The Vancouver City Council on Dec. 5 approved its Climate Action Plan, a 90-component program exceeding the Paris climate accord in the city’s goal to reduce 73 percent of community and municipal emissions by 2030. It was amended to remove NW Natural gas as a partner in the plan, over the objections of gas industry representatives.
Such a confrontational move aimed at our local gas distributor may have unintended consequences, signaling to potential new businesses to take their economic development to less authoritarian cities such as Camas, Ridgefield or Battle Ground, where similar plans are not in the works. And it will likely signal to NW Natural, founded in 1859 and granted an exclusive franchise in exchange for reliable service and reasonable rates, to tamp back on investments here, including for pragmatic decarbonization solutions such as biofuels.

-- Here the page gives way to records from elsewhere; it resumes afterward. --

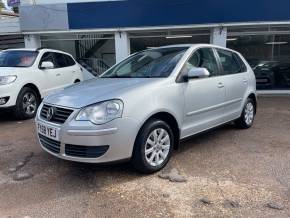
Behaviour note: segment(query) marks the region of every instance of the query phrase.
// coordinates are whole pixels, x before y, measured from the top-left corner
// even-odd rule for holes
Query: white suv
[[[12,108],[19,119],[35,116],[41,99],[83,80],[70,54],[52,49],[0,52],[0,109]]]

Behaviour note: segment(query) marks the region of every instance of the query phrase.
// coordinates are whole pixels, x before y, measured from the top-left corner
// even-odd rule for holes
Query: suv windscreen
[[[159,48],[139,52],[102,74],[101,78],[166,78],[188,47]]]
[[[37,51],[2,51],[0,52],[0,67],[30,67],[37,55]]]

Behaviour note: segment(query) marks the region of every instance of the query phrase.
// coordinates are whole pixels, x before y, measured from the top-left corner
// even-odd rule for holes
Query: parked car
[[[52,49],[0,52],[0,109],[20,119],[33,118],[41,99],[83,80],[81,68],[67,53]]]
[[[186,137],[235,121],[249,128],[256,81],[237,52],[212,45],[149,49],[99,78],[44,99],[39,142],[71,161],[131,160],[145,173],[162,169]]]
[[[261,61],[254,68],[258,88],[287,88],[290,86],[290,63]]]
[[[275,86],[275,73],[272,70],[275,65],[277,65],[277,62],[261,61],[253,67],[257,88],[273,88]]]

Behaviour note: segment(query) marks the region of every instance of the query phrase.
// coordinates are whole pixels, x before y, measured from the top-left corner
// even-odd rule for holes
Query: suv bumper
[[[5,104],[0,104],[0,109],[15,106],[17,96],[18,96],[18,88],[13,83],[0,86],[0,99],[9,98],[9,100]]]

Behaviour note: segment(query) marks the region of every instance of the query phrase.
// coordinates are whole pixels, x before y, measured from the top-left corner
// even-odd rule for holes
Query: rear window
[[[30,67],[37,58],[38,51],[2,51],[0,67]]]
[[[223,74],[236,74],[246,71],[246,66],[237,54],[222,49],[217,49],[217,53],[223,67]]]

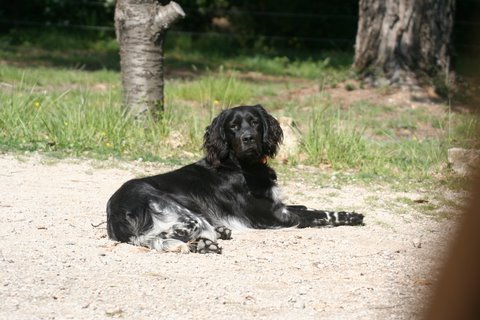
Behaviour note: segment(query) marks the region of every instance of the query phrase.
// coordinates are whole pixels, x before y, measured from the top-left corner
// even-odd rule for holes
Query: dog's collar
[[[267,164],[267,162],[268,162],[268,156],[267,155],[263,156],[262,159],[260,159],[261,164]]]

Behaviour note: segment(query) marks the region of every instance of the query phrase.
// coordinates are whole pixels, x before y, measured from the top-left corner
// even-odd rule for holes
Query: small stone
[[[290,156],[298,153],[301,134],[292,118],[279,117],[278,122],[283,131],[283,144],[277,155],[277,159],[286,161]]]
[[[422,239],[413,239],[412,244],[415,248],[420,249],[422,247]]]
[[[299,301],[293,305],[294,308],[296,309],[305,309],[305,302]]]
[[[109,308],[105,310],[105,314],[110,317],[120,316],[123,313],[123,310],[118,307]]]

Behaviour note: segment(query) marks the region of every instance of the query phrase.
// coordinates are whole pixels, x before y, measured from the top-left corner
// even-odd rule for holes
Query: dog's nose
[[[245,133],[244,135],[242,135],[242,142],[243,143],[252,143],[254,142],[255,139],[253,137],[253,135],[251,133]]]

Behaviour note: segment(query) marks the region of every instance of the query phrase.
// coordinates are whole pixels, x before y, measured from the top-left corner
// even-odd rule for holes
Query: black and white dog
[[[217,239],[230,239],[232,229],[362,224],[362,214],[282,203],[267,165],[282,139],[279,123],[260,105],[221,112],[206,129],[204,159],[115,192],[108,236],[160,251],[221,253]]]

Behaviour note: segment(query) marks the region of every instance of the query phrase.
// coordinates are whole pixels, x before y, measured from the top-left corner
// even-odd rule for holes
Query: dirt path
[[[236,232],[222,255],[161,254],[92,224],[121,183],[171,168],[48,162],[0,155],[1,319],[415,319],[454,230],[369,201],[425,195],[299,180],[282,183],[288,202],[353,209],[366,225]]]

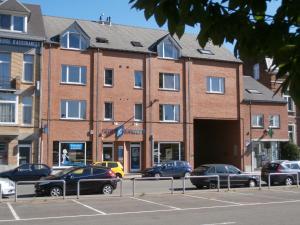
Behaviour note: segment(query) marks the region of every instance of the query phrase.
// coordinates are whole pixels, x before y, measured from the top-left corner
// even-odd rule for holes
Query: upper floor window
[[[26,32],[26,17],[0,14],[0,29]]]
[[[17,96],[0,93],[0,123],[15,124],[17,118]]]
[[[134,87],[143,87],[143,71],[134,71]]]
[[[23,124],[32,123],[32,97],[23,97]]]
[[[10,54],[0,53],[0,83],[10,81]]]
[[[63,48],[83,50],[87,48],[87,42],[84,37],[75,31],[67,31],[61,38]]]
[[[23,56],[23,81],[25,82],[33,82],[33,55],[24,54]]]
[[[134,105],[134,120],[135,121],[143,120],[143,104]]]
[[[206,90],[209,93],[224,94],[225,78],[224,77],[207,77]]]
[[[114,71],[112,69],[105,69],[104,71],[104,86],[113,86]]]
[[[253,76],[255,80],[259,80],[259,76],[260,76],[259,63],[256,63],[253,66]]]
[[[86,101],[62,100],[60,113],[62,119],[85,119]]]
[[[288,134],[290,142],[295,143],[295,124],[288,125]]]
[[[86,84],[86,67],[62,65],[61,82],[67,84]]]
[[[287,102],[288,112],[295,112],[295,103],[291,96],[289,95],[283,95],[283,98]]]
[[[157,46],[158,56],[162,58],[178,59],[179,49],[170,39],[165,39]]]
[[[280,127],[280,117],[279,115],[270,115],[269,116],[269,127],[279,128]]]
[[[179,105],[159,105],[159,120],[163,122],[179,122]]]
[[[259,127],[262,128],[264,127],[264,116],[263,115],[252,115],[251,119],[251,125],[252,127]]]
[[[104,120],[113,120],[113,103],[104,103]]]
[[[179,74],[172,73],[160,73],[159,74],[159,88],[165,90],[176,90],[180,89]]]

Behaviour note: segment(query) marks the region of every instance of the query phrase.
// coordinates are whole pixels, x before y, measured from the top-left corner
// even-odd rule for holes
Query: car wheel
[[[209,188],[209,189],[216,189],[216,188],[217,188],[217,184],[214,183],[214,182],[209,182],[208,188]]]
[[[191,176],[191,173],[186,172],[186,173],[184,174],[184,176],[185,176],[185,177],[190,177],[190,176]]]
[[[284,184],[286,185],[286,186],[291,186],[291,185],[293,185],[293,178],[291,178],[291,177],[287,177],[287,178],[285,178],[285,180],[284,180]]]
[[[113,186],[110,184],[104,184],[102,187],[102,194],[111,195],[113,193]]]
[[[256,187],[256,182],[255,182],[255,180],[249,180],[249,182],[248,182],[248,187]]]
[[[154,177],[160,177],[159,173],[154,174]]]
[[[203,188],[203,186],[202,186],[202,185],[199,185],[199,184],[197,184],[197,185],[195,185],[195,186],[196,186],[197,189],[202,189],[202,188]]]
[[[122,175],[119,173],[117,173],[116,176],[117,176],[117,178],[122,178]]]
[[[50,189],[50,196],[52,197],[59,197],[63,195],[63,191],[60,187],[52,187]]]

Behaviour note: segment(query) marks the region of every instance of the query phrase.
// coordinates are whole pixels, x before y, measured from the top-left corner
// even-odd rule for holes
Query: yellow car
[[[117,177],[119,178],[124,177],[124,169],[120,162],[103,161],[103,162],[95,162],[94,165],[108,167],[116,174]]]

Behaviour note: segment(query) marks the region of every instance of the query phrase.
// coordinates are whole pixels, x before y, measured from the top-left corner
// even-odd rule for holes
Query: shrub
[[[281,159],[299,160],[300,151],[297,145],[286,143],[281,150]]]

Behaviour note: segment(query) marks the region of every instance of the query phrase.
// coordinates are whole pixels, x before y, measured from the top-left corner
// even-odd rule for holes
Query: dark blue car
[[[147,168],[142,172],[142,177],[174,177],[189,176],[192,167],[187,161],[170,160],[160,165]]]

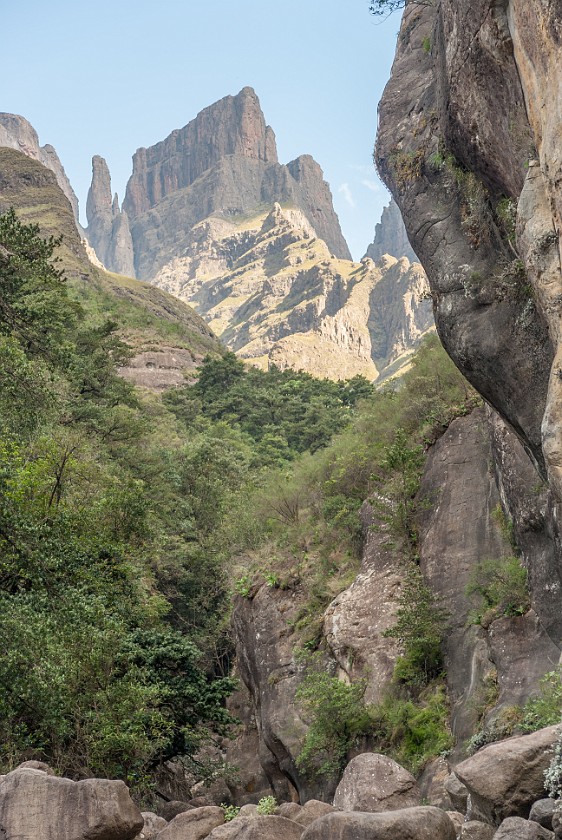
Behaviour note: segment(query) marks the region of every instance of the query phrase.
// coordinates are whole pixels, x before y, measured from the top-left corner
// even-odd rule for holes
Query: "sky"
[[[91,158],[124,196],[131,158],[250,85],[282,163],[324,170],[354,259],[389,201],[372,150],[399,17],[369,0],[0,0],[0,111],[52,144],[86,223]]]

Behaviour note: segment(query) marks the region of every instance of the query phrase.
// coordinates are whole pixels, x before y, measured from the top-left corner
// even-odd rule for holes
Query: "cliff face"
[[[40,146],[37,132],[26,119],[17,114],[0,113],[0,146],[17,149],[27,157],[38,160],[55,173],[57,184],[70,201],[76,224],[78,222],[78,199],[66,177],[63,165],[54,148]]]
[[[381,220],[375,226],[375,238],[367,248],[365,256],[376,262],[384,254],[390,254],[391,257],[398,259],[407,257],[410,262],[418,262],[394,199],[382,211]]]
[[[92,195],[99,189],[99,170],[95,159]],[[107,182],[109,173],[102,180]],[[152,280],[189,249],[194,226],[209,216],[240,219],[276,201],[299,207],[330,252],[350,258],[322,170],[309,155],[279,163],[273,130],[255,92],[246,87],[135,153],[122,216],[130,225],[136,276]],[[115,248],[116,232],[107,196],[96,207],[88,233],[100,256]]]
[[[206,219],[154,283],[253,364],[324,377],[388,375],[433,327],[419,265],[336,259],[300,209],[279,204],[243,224]]]
[[[507,456],[496,434],[494,462],[534,607],[557,643],[561,25],[559,4],[535,0],[409,4],[376,148],[439,335],[522,443]],[[545,478],[541,503],[524,500]]]
[[[117,274],[134,277],[133,240],[125,211],[119,209],[117,193],[111,197],[107,163],[96,155],[92,160],[92,185],[86,203],[88,239],[103,265]]]

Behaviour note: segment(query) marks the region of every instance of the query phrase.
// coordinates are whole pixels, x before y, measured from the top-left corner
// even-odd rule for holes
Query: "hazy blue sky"
[[[371,155],[399,19],[368,0],[0,0],[0,111],[57,150],[85,222],[91,157],[122,199],[131,156],[245,85],[287,163],[324,170],[355,258],[388,201]]]

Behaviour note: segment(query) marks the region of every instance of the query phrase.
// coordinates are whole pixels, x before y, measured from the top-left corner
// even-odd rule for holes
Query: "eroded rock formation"
[[[367,248],[365,256],[377,262],[385,254],[397,259],[407,257],[410,262],[418,262],[394,199],[391,199],[388,207],[382,211],[381,220],[375,226],[375,238]]]
[[[96,155],[92,160],[92,185],[86,203],[88,240],[98,259],[109,270],[135,276],[133,240],[129,220],[119,209],[117,193],[111,197],[111,177],[107,163]]]
[[[506,456],[496,435],[502,504],[556,645],[561,23],[558,4],[538,0],[408,4],[376,149],[427,271],[439,335],[525,449]]]
[[[375,379],[433,328],[417,263],[336,259],[296,207],[275,203],[242,224],[211,217],[192,234],[154,283],[195,306],[253,364]]]

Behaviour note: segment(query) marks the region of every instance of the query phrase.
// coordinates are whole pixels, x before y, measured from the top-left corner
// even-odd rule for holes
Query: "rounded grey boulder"
[[[345,768],[334,796],[339,811],[394,811],[419,805],[421,794],[411,773],[379,753],[362,753]]]

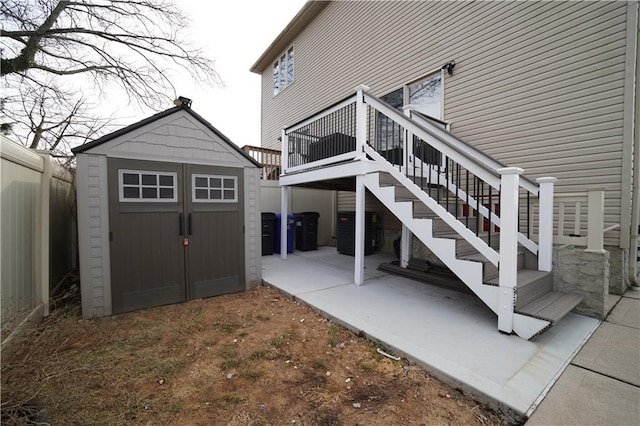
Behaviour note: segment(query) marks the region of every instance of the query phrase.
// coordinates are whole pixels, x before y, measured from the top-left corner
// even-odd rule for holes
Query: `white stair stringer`
[[[456,258],[456,240],[434,237],[433,221],[414,218],[412,202],[396,201],[395,187],[381,187],[378,173],[365,175],[364,183],[367,189],[409,228],[413,235],[429,247],[433,254],[438,256],[491,310],[498,313],[499,287],[482,282],[482,263]]]
[[[499,255],[493,248],[489,247],[485,241],[478,238],[476,234],[468,229],[466,226],[462,224],[462,222],[458,221],[458,219],[449,213],[444,207],[442,207],[436,200],[431,198],[427,193],[425,193],[418,185],[413,183],[411,179],[407,178],[402,172],[394,168],[389,162],[378,154],[373,148],[370,146],[365,146],[365,152],[368,156],[370,156],[375,162],[378,163],[379,166],[384,170],[384,173],[388,173],[393,176],[400,184],[402,184],[405,188],[407,188],[411,194],[422,203],[424,203],[433,213],[438,215],[443,222],[445,222],[453,231],[455,231],[458,235],[464,238],[469,244],[473,246],[478,252],[480,252],[487,260],[493,263],[495,266],[498,266]],[[380,182],[378,178],[378,173],[368,174],[365,177],[368,180],[365,182],[369,182],[368,186],[375,186],[377,188],[380,187]],[[366,184],[366,183],[365,183]],[[395,203],[395,198],[392,199]],[[389,206],[387,206],[389,207]],[[406,224],[406,223],[405,223]]]

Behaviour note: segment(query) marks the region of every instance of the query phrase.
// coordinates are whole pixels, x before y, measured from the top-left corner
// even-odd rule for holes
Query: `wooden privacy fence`
[[[48,152],[0,136],[2,350],[49,314],[49,295],[75,267],[73,177]]]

For national context, many liberal-voting cities are directly limiting future use of fossil fuels, including Eugene and Salem, Ore., Boulder, Colo., San Francisco and Oakland, Calif. Their rules and ordinances variously ban new natural gas hookups, prohibit new natural gas appliances or ban new gasoline stations. Eugene enacted its rules despite a study showing they would only reduce residential emissions by one-tenth of 1 percent by 2037, and total emissions by less than 2 percent.
In November, Washington’s Building Code Council adopted rules “effectively banning natural gas or propane use in the home,” according to a lawsuit from building industry groups. The lawsuit contends the Legislature should have been consulted, and that the rule “interferes with commercial and consumer energy choice, unnecessarily increasing the cost of homebuilding.” Furthermore, these statewide rules add to the new state carbon dioxide cap and trade system that took effect this year already incentivizing decarbonization.